We do not believe that our existing cash and cash equivalents will be sufficient to fund our operating expenses and capital expenditures requirements beyond the next twelve months from the filing date of this Annual Report. As a result, substantial doubt exists about the Company’s ability to continue as a going concern.
Until such time, if ever, that we can generate revenues sufficient to achieveprofitability, we expect to finance our cash needs through a combination of private and public equity offerings, debt financings, government or other third-party funding, collaborations, and licensing arrangements. To the extent that we raise additional capital through the sale of common stock, convertible securities or other equity securities, the ownership interest of our stockholders may be materially diluted, and the terms of these securities may include liquidation or other preferences that adversely affect rights of our common stockholders. Debt financing and preferred equity financing, if available, would result in increased fixed payment obligations and may involve agreements that include covenants limiting or restricting our ability to take specific actions, such as incurring additional debt, making capital expenditures, or declaring dividends, that could adversely impact our ability to conduct our business. Securing additional financing could require a substantial amount of time and attention from our management and may divert a disproportionate amount of their attention away from day-to-day activities, which may adversely affect our management’s ability to secure one or more partners to monetize the value of MAT2203 or future product candidates
If we raise additional funds through collaborations, strategic alliances or marketing, distribution, or licensing arrangements with third parties, we may have to relinquishvaluable rights to our technologies, future revenue streams, research programs or product candidates or grant licenses on terms that may not be favorable to us.

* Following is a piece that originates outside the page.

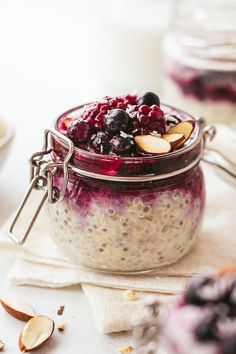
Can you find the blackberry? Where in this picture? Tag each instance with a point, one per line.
(117, 120)
(79, 131)
(149, 99)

Our financial condition and results of operations may also be impacted by other factors we may not be able to control, such as global supply chain disruptions, global trade disputes and/or political instability. Increases in interest rates, especially if coupled with reduced government spending and volatility in financial markets, may have the effect of further increasing economic uncertainty and heightening these risks. Additionally, rising inflation rates may affect us by increasing operating expenses, such as employee-related costs and other expenses, negatively impacting our future results of operations.

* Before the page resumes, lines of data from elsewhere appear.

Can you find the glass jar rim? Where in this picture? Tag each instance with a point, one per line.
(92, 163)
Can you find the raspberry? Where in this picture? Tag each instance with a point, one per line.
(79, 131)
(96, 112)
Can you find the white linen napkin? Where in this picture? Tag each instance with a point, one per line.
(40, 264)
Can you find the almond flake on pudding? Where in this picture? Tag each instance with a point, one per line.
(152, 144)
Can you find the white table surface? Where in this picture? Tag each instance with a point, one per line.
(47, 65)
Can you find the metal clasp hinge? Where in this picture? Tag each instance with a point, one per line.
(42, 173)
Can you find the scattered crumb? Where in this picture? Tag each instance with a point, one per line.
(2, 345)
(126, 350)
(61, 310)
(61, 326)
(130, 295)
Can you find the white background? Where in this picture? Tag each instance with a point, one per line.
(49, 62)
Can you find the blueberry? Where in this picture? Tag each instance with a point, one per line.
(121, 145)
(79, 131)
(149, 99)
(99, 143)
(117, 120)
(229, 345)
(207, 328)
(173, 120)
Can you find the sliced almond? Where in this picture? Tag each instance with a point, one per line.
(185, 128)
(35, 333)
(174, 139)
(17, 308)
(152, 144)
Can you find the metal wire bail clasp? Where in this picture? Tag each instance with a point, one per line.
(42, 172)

Contractual Obligations and Commitments
Refer to Note 11 – “Commitments” in the accompanying notes to the consolidated financial statements for a discussion of the Company’s contractual obligations and commitments.

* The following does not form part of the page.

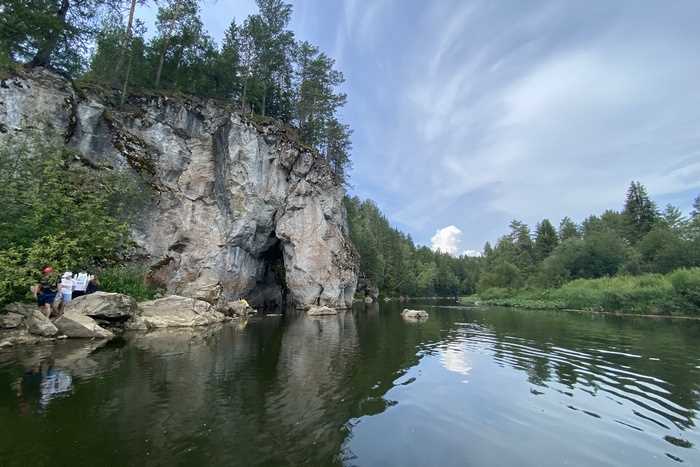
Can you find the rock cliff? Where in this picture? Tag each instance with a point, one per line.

Off-Balance Sheet Arrangements
We did not have during the periods presented, and we do not currently have, any off-balance sheet arrangements, as defined under SEC rules, such as relationships with unconsolidated entities or financial partnerships, which are often referred to as structured finance or special purpose entities, established for the purpose of facilitating financing transactions that are not required to be reflected on our balance sheets.
RECENT ACCOUNTING PRONOUNCEMENTS
Refer to Note 3 - “ Summary of Significant Accounting Policies ,” in the accompanying notes to the consolidated financial statements for a discussion of recent accounting pronouncements.